# Data classification using ML models

In this notebooke we will use the ML models we saved in the previous notebook to classify batches of rows and figure out the optimal model for our data.

Afterwards, we'll use the winning model for the data classification in a stream format

In [30]:
# Imports
import pyspark
from pyspark.sql import SparkSession
import pyspark.sql.functions as F
import pyspark.sql.types as T

from pyspark.ml import Pipeline, PipelineModel
from pyspark.ml.stat import Correlation
from pyspark.ml.feature import VectorAssembler, StringIndexer, OneHotEncoder
from pyspark.ml.classification import LinearSVC, LogisticRegression, GBTClassifier, RandomForestClassifier
from pyspark.ml.evaluation import BinaryClassificationEvaluator


In [31]:
# Build SparkSession
spark = SparkSession.builder \
    .appName("CrimesFix") \
    .config("spark.driver.memory", "8g") \
    .config("spark.executor.memory", "8g") \
    .config("spark.sql.shuffle.partitions", "16") \
    .getOrCreate()

In [32]:
df_validation = spark.read.parquet("../Datasets/crimes-small-validation")

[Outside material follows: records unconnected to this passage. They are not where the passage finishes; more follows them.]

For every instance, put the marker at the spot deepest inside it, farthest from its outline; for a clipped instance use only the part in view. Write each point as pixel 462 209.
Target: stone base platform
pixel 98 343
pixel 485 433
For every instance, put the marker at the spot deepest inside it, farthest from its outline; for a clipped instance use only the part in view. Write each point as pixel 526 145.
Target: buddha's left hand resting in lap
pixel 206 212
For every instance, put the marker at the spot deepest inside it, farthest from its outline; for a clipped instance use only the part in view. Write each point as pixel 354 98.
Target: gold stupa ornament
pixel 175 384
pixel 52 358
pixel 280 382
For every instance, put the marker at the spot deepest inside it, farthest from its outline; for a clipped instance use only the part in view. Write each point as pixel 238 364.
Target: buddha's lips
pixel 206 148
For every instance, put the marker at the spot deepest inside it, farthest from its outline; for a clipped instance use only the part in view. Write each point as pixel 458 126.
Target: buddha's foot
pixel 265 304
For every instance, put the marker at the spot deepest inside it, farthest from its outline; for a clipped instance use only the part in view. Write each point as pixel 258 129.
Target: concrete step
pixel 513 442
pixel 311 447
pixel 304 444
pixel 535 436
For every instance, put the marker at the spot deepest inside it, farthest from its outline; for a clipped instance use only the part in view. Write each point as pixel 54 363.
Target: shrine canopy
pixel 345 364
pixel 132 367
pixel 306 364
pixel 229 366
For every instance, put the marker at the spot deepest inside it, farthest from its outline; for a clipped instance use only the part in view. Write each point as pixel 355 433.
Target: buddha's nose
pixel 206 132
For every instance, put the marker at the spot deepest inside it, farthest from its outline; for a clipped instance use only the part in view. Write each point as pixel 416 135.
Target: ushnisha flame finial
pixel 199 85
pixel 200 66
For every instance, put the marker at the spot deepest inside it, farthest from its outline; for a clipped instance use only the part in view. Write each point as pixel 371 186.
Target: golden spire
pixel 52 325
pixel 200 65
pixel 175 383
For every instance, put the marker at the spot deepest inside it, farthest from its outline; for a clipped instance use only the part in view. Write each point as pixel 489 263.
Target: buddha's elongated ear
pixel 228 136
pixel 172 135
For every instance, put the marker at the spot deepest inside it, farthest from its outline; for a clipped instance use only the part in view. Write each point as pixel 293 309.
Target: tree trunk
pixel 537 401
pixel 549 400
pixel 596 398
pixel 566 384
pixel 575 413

### Lets start evaluating the linear model

In [33]:
model_linear = PipelineModel.load('model-LinearSVM')

In [34]:

df_predictions = model_linear.transform(df_validation)

df_predictions_eval = df_predictions.select('features', 
                    'rawPrediction', 'prediction', 'Arrest')

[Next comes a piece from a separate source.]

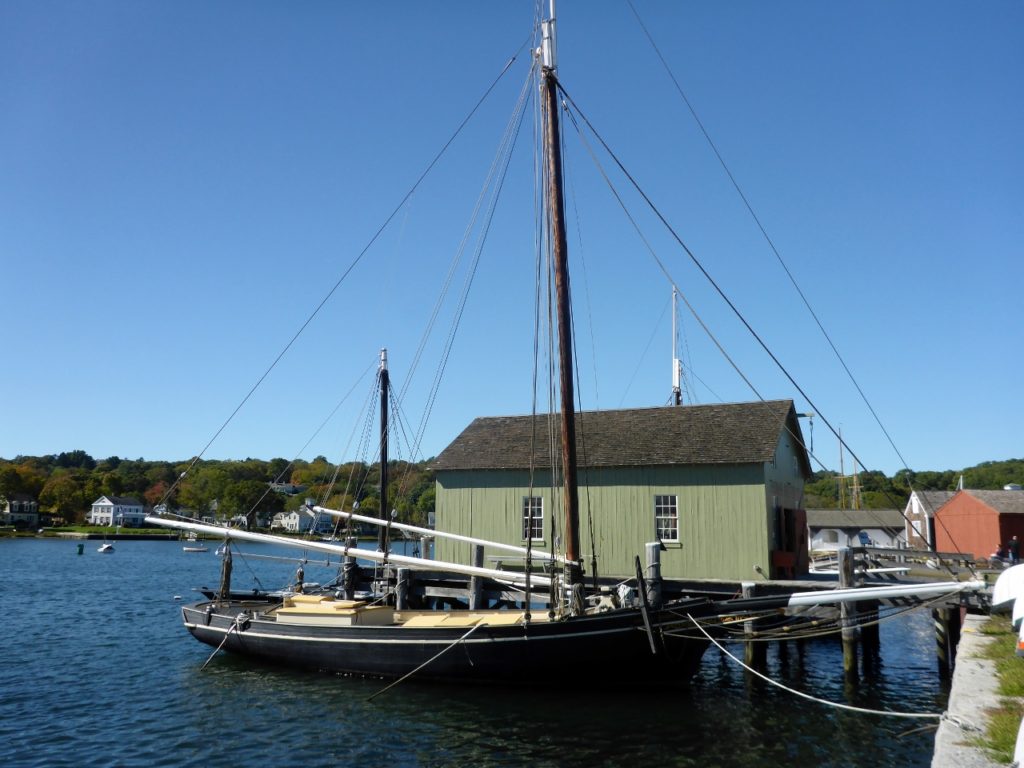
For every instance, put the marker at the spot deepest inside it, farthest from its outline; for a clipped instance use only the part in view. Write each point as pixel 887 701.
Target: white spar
pixel 821 597
pixel 418 563
pixel 539 554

binary_evaluator = BinaryClassificationEvaluator(labelCol='Arrest',
                                                rawPredictionCol='rawPrediction',
                                                metricName='areaUnderROC')
    
area_under_ROC_linear = binary_evaluator.evaluate(df_predictions_eval)

# Print out result
print(f'Metric areaUnderROC of the linear model = {area_under_ROC_linear}')

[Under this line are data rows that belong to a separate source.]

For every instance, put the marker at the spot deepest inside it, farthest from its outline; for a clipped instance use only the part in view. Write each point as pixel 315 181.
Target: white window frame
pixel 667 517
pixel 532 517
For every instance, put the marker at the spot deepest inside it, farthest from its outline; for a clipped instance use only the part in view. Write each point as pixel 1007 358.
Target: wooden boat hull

Metric areaUnderROC of the linear model = 0.8672023696346972


In [35]:
# Counting of the kind of predictions made
df_confusion_matrix = df_predictions_eval.groupBy('prediction', 'Arrest').count()
df_confusion_matrix.show()

+----------+------+-------+
|prediction|Arrest|  count|
+----------+------+-------+
|       0.0|     0|1596941|
|       1.0|     1| 368949|
|       1.0|     0|  77815|
|       0.0|     1| 198245|
+----------+------+-------+



In [36]:
# Compute the confusion matrix
tp = df_confusion_matrix.filter((F.col('prediction')==1.0) & (F.col('Arrest')==1)).first()
tn = df_confusion_matrix.filter((F.col('prediction')==0.0) & (F.col('Arrest')==0)).first()
fp = df_confusion_matrix.filter((F.col('prediction')==1.0) & (F.col('Arrest')==0)).first()
fn = df_confusion_matrix.filter((F.col('prediction')==0.0) & (F.col('Arrest')==1)).first()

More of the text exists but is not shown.